一想到那張玉牌上雕著君瑄的臉,陸小鳳當即就覺得不自在了起來,簡直不知道該將這個玉牌放在何處才好。若是塊尋常的牌子,哪怕是真正的羅刹牌,陸小鳳也不過是往胸前或腰間一塞就罷了,可是那上麵偏偏刻著君瑄的臉……
打了個哆嗦,陸小鳳覺得自己還不想英年早逝。
在自己身上摸了一圈,陸小鳳尋了一塊帕子將那塊玉牌嚴嚴實實的包了好幾層,然後塞進歐陽情塞給他的荷包裏,小心翼翼的揣在了胸前。
深覺自己再這麽揣著這塊玉牌,早晚是要出事的,陸小鳳思量了片刻,果斷往萬梅山莊而去。
不是他禍水東引,而是退一萬步講,萬一白雲城主醋海翻波,西門總是比他有保全自身之力的……好吧,陸小鳳承認,他就是慫了。
更何況,還沒有出正月,萬梅山莊裏有酒,還有他的朋友,他為什麽不去那裏走一趟?
這樣想著,陸小鳳便踏上了前往萬梅山莊的路程。
隻是,還沒有等他抵達萬梅山莊,他的馬車就先被一個人攔住了。那個人,就在不久之前還曾經招待過他,他本來和陸小鳳是很好的朋友。
所以,當有著“蜀中銀鷂子”之名的方玉飛攔在路上的時候,陸小鳳停了下來。他掃了一眼方玉飛,對方的手上沒有武器,卻也沒有酒。
心中浮上一股不祥的預感,陸小鳳卻還是笑道:“哎呀,你來找我,居然不記得給我帶一壺酒?”
方玉飛也笑了,他一貫是笑眯眯的樣子,每次他笑的時候,都讓陸小鳳感覺他很真誠。可是這一次,方玉飛的笑意並沒有抵達眼底。

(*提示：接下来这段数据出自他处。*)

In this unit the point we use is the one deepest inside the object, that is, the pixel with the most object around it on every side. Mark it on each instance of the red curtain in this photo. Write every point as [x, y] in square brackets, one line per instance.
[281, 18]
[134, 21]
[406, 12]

方玉飛笑著,用目光將陸小鳳鎖住,然後歎息一樣的說道:“聽說,你在藍胡子的銀鉤賭坊裏贏了一個牌子?”
陸小鳳挑了挑眉,嬉笑道:“怎麽,沒讓莊家贏去,你這個當大舅子的來為妹夫來打抱不平了?”
頓了頓,陸小鳳有些委屈的繼續道:“我陸小鳳十七歲開始就混跡大小賭場,再沒聽說這樣的道理。”
方玉飛也笑了,他搖了搖頭道:“你若是將那塊玉牌給我,我便當你的大舅子,可好?”他的妹妹方玉香,正是陸小鳳在銀鉤賭坊裏曾經見過的冰山美人。
陸小鳳這時候倒真的有些驚訝了,他訝然的看了一眼方玉飛,不由問道:“你妹妹不是嫁給了藍胡子了麽?”
方玉飛將陸小鳳上上下下的打量了一遍,而後說道:“寡婦是可以再嫁的,我們家不是那種酸腐不堪的家庭。”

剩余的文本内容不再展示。